How can glycolysis be regulated?||Biochemistry:

Introduction:

The regulatory enzymes of the glycolytic pathway are phosphofructokinase, hexokinase,and pyruvate kinase .

⏹️ Role of Phosphofructokinase in the regulation of glycolysis:

The most important control step of glycolysis is the irreversible reaction catalyzed by phosphofructokinase .The enzyme is regulated in several ways :

Citrate:

Citrate, the first product of the citric acid cycle ,can inhibit the activity of phosphofructokinase.

An increased amount of citrate, indicates that there is already present an increased amount of citric acid cycle intermediates.Hence no additional breakdown of glucose via glycolysis is needed.

ATP/AMP:

PFK is allosterically inhibited by ATP but this inhibition is reversed by AMP .

This allows glycolysis to be responsive to the energy needs of the cell, speeding up when ATP is in short supply (and AMP is plentiful) so that more ATP can be made,and slowing down when sufficient ATP is already available.

Regulations of glycolysis

H+ions:

Hydrogen ions ,the other glycolytic end product,has an important role in the inhibition phosphofructokinase.
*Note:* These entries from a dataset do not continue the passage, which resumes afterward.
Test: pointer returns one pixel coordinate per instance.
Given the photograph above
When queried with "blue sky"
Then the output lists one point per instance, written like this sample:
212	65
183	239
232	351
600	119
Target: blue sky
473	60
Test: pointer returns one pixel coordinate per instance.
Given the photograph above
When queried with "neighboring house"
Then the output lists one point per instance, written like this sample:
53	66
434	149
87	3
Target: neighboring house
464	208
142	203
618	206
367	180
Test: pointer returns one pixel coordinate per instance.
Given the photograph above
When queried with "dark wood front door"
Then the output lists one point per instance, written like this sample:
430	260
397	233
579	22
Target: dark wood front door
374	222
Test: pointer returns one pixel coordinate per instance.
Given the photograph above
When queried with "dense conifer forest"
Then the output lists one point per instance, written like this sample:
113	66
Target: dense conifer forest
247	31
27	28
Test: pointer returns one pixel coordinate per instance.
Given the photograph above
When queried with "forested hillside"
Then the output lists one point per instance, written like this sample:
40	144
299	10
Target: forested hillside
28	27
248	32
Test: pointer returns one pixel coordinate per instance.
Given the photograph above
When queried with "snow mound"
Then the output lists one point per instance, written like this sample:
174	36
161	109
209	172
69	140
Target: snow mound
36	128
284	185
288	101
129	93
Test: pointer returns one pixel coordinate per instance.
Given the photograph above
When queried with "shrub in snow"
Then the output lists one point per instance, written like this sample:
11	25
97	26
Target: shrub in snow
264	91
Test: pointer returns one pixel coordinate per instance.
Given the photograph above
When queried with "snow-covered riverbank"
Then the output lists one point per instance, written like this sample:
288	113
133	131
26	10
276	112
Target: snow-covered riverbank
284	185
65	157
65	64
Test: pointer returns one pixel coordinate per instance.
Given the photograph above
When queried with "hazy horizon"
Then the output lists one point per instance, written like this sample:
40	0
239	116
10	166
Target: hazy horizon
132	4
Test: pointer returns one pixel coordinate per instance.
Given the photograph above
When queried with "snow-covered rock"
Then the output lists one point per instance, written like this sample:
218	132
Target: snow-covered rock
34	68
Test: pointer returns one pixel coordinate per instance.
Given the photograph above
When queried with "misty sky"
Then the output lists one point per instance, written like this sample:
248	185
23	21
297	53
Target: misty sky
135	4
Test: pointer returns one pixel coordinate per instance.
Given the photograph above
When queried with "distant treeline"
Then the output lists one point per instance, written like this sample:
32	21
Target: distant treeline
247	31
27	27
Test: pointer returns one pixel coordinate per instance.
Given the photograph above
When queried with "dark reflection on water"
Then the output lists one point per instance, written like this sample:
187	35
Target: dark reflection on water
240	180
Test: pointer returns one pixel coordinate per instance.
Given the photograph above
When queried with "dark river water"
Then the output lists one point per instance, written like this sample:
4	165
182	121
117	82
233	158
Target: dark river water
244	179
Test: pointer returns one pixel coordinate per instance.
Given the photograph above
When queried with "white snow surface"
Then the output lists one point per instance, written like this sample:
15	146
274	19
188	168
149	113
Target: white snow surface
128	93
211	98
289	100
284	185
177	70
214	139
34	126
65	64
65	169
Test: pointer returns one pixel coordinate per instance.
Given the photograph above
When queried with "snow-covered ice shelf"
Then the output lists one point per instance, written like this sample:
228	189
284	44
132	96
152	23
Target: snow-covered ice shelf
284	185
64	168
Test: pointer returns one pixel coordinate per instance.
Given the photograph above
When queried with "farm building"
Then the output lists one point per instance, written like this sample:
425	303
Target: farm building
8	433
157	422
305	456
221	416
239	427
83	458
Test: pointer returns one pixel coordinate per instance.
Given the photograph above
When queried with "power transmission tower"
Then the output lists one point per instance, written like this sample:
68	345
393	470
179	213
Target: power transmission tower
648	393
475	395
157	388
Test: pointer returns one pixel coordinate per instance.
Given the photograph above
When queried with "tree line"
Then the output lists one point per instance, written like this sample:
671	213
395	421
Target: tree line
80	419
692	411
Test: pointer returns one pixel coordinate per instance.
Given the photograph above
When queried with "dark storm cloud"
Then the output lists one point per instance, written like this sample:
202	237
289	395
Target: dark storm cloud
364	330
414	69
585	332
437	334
Hydrogen ions are able to shut off glycolysis,the process responsible for decreasing pH.

Hydrogen ions can prevent the excessive formation of lactate under anaerobic conditions and therefore prevents medical condition known as acidosis.

Fructose 2,6-bisphosphate:

Fructose 2,6-bisphosphate is another important factor which can regulate the acitivity of PFK and therefore control the process of glycolysis in the liver .

Fructose 2, 6 bisphosphate is synthesized from fructose 6 phosphate by the enzyme phospho fructokinase called PFK2 , which is different from PFK .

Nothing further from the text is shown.